Create Your Credentials
Intro to Credentials
Credentials are objects within Ortelius that contain username and password pairs. Credentials access the various objects used to retrieve files, interact with git, execute actions, and deploy files. Each Credential can be assigned to various objects within Ortelius, so that a single Credential could be assigned to many Endpoints with the same username/password pair. Credentials are primarily used for accessing Endpoints and Repositories but can be applied to any object in Ortelius that requires a User Name and Password. Credentials are assigned to Domains. Anyone with access to the Domain can view the Credentials. Further restrictions can be applied at the Credential access level .
Note: In order to define a Repository or Endpoint you will need to first define the Credential used to access them.
Containers and Credentials
You may not need Credentials if you only deploy containers. Ortelius uses Helm to perform container deployments. Helm interacts with the Kubernetes cluster, Helm Chart Museum and the container registry to pull charts and images for the deployment. Credentials are only needed to access private container registries and private Chart Museums and are assigned at the Endpoint or Environment level.
Use the Credential List View for Adding or Deleting
Credentials are found under the Setup menu on the left of the Ortelius main panel. By selecting the Credentials menu, you see a list of all Credentials to which you have access. You can also use the Search bar, represented by a funnel icon, to filter Credentials based on Name or Domain.
The Credentials List View has the following Tabs:
|Refresh||Refreshes the browser.|
|Add||Allows you to Add a new Credential.
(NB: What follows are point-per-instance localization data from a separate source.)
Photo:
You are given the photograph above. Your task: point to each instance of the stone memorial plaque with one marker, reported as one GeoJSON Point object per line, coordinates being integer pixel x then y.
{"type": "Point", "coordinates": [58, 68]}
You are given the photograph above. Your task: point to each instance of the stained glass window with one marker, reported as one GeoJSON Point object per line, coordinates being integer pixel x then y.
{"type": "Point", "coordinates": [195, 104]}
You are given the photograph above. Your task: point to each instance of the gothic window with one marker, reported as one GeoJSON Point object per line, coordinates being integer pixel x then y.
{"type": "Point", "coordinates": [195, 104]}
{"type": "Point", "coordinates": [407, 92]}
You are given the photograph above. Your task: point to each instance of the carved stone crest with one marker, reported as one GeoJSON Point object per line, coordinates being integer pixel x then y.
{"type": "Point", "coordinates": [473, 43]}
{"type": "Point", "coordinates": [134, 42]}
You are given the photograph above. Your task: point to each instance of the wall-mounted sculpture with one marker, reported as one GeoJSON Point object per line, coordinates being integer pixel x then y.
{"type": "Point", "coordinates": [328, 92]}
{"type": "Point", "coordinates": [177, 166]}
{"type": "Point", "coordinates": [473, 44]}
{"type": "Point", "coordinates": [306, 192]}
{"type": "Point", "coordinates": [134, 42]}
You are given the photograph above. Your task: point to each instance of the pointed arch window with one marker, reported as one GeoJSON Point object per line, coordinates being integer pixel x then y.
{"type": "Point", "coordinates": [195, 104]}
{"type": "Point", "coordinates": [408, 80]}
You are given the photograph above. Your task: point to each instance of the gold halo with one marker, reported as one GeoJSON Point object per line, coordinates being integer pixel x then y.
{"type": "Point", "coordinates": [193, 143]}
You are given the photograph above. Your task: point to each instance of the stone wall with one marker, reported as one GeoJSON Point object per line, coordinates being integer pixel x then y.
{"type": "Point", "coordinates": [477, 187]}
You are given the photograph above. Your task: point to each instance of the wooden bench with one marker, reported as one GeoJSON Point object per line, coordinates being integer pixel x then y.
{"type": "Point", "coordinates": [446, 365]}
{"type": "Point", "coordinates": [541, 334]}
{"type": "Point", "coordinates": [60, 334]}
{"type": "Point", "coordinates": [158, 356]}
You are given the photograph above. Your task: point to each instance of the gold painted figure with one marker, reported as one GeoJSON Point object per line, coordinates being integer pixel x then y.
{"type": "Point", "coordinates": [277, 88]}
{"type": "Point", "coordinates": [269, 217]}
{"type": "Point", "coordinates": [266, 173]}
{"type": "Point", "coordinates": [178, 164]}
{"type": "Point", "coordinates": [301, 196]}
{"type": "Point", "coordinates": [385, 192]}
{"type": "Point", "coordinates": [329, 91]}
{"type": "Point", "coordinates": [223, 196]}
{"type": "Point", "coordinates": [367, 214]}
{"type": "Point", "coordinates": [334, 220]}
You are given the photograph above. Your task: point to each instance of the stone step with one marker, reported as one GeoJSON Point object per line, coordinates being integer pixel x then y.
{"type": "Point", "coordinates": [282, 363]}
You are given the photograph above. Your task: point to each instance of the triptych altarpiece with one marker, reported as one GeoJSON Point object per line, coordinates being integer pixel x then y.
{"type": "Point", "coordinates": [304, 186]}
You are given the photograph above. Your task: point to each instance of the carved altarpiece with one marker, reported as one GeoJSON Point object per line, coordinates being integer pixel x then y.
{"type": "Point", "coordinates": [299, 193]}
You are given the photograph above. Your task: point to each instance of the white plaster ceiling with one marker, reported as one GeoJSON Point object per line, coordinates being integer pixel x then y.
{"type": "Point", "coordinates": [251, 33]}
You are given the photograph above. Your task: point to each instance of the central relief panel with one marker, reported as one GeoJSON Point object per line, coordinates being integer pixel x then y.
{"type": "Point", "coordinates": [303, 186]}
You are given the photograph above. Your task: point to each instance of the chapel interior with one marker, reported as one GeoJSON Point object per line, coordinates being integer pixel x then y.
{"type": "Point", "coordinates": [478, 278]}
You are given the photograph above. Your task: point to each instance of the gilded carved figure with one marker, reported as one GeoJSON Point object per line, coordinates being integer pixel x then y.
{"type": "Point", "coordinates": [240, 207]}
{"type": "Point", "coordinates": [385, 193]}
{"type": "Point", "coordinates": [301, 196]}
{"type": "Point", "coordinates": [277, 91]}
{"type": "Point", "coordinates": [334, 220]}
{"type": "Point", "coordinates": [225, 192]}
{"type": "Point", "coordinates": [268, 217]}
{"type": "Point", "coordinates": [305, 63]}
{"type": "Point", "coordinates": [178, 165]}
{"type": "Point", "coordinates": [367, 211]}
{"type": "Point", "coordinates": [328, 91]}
You will select from:
|Delete||Deletes the selected item.|
By double clicking on an item in the list, you will be taken to the Dashboard view.
Use the Credential Dashboard for Viewing and Editing
The Dashboard view displays all information related to a specific Credential.
Common Credential Details
|Full Domain||The fully qualified path of the Domain to which the Credential belongs.|
|Name||The name of the Credential.|
|Summary||A general description of the Credential.|
|Type||The kind of Credential. There are two different Types of Credentials:
|Owner Type||User or Group.|
|Owner||The User name or Group name who created the Credential.|
|Created||The date and time the Credential was created.|
|Modified||The date and time the Credential was last modified.|
SSH Private Keys for Connecting to Endpoints
SSH Private Keys are used to access the Endpoints for deployments over ssh protocol. These keys are generated at the operating system level and need to be made available to Ortelius in order to connect to the Endpoints. If you are using SSH Private keys, you will find these files in your Home directory under the .ssh directory. These files need to be created by you using ssh-keygen. ssh-keygen is a Linux or UNIX command line program. It will generate a id_rsa file or id_dsa file depending on your parameters used. See SSH Keygen more information on generating and using SSH Private keys. Following are additional detail paramters needed for SSH Private Key.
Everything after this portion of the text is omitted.